A former Virginia police officer, believed to have murdered a teenager’s family in Riverside, California, after “catfishing” her online, was killed in a shootout while trying to flee authorities, the city’s police department said in a news release.
The ex-cop was identified as Austin Lee Edwards, 28, of North Chesterfield Virginia. Detectives said they believe Edwards had met the teen through “catfishing,” a form of online deception in which someone pretends to be a different person.
Officers with the Riverside Police were dispatched Friday to check the welfare of a young female who appeared distressed while getting into a red car with a man, police said. While officers were responding, 911 dispatchers began getting calls about a fire in the same neighborhood, just a few houses away from where the welfare check originated.
Firefighters discovered three adult victims lying in the front entryway of the burning home. When they pulled them outside, it was determined they were victims of an apparent homicide, the release stated.
A preliminary investigation determined the young female described in the initial call was a teenager who lived where the house fire and homicides occurred, police said.
According to police, Edwards had developed an online relationship with the teen and obtained her personal information. He then traveled from Virginia to Riverside, where he parked his vehicle in a neighbor’s driveway and walked to the teen’s home, the release stated. At some point, authorities believe Edwards murdered the teen’s grandfather, grandmother and mother before walking back to his vehicle with the teen and leaving.
Several hours after the bodies were found, Edwards was spotted driving with the teen through San Bernardino County, police said.
According to the release, Edwards exchanged gunfire with the San Bernardino County sheriff’s deputies attempting to stop him, was shot by deputies, and was later pronounced dead at the scene.
The teen was unharmed and later placed into protective custody of the Riverside County Department of Public Social Services, police said.
Edwards resigned from the Virginia State Police in October, according to the agency. Detectives in California learned he was “recently employed at the Washington County Sheriff’s Office in the state of Virginia.”

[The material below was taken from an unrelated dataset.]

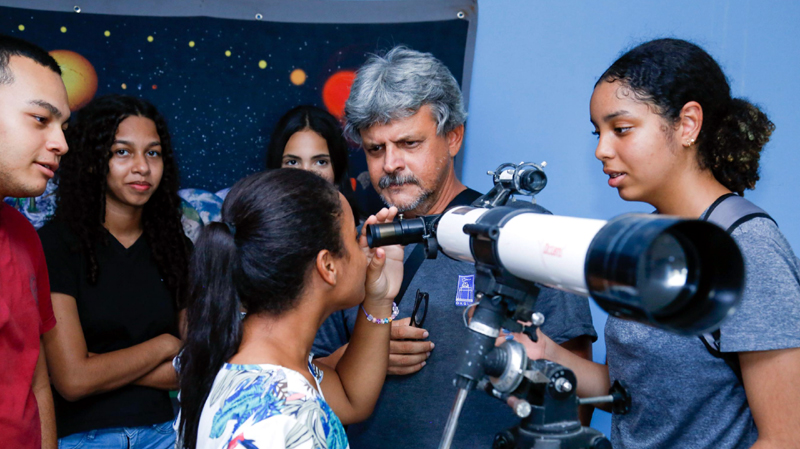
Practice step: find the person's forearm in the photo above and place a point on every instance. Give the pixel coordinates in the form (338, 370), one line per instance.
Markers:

“It is shocking and sad to the entire law enforcement community that such an evil and wicked person could infiltrate law enforcement while concealing his true identity as a computer predator and murderer. Our thoughts and prayers are with the Winek family, their friends, officers, and all of those affected by this heinous crime,” said Washington County Sheriff Blake Andis.
The victims have been identified as Mark Winek, 69, his wife Sharie Winek, 65, and their daughter Brooke Winek, 38. The exact cause and manner of their deaths are still pending.
“Mark, Sharie, and Brooke were loving people who didn’t deserve this tragedy,” the family of the victims said in a Monday statement. The family also thanked “everyone for their love, support, prayers and patience during this horrific time.”
“We are still processing the new information provided by authorities and will be speaking further at a press conference in conjunction with Riverside Police Dept. later this week. Please respect our privacy at this time,” the statement said.
The cause of the house fire continues to be under investigation, although it appears to have been intentionally ignited, according to the police news release.
“Our hearts go out to the Winek family and their loved ones during this time of tremendous grief, as this is a tragedy for all Riversiders,” city Police Chief Larry Gonzalez said in the release.
“This is yet another horrific reminder of the predators existing online who prey on our children. If you’ve already had a conversation with your kids on how to be safe online and on social media, have it again. If not, start it now to better protect them.”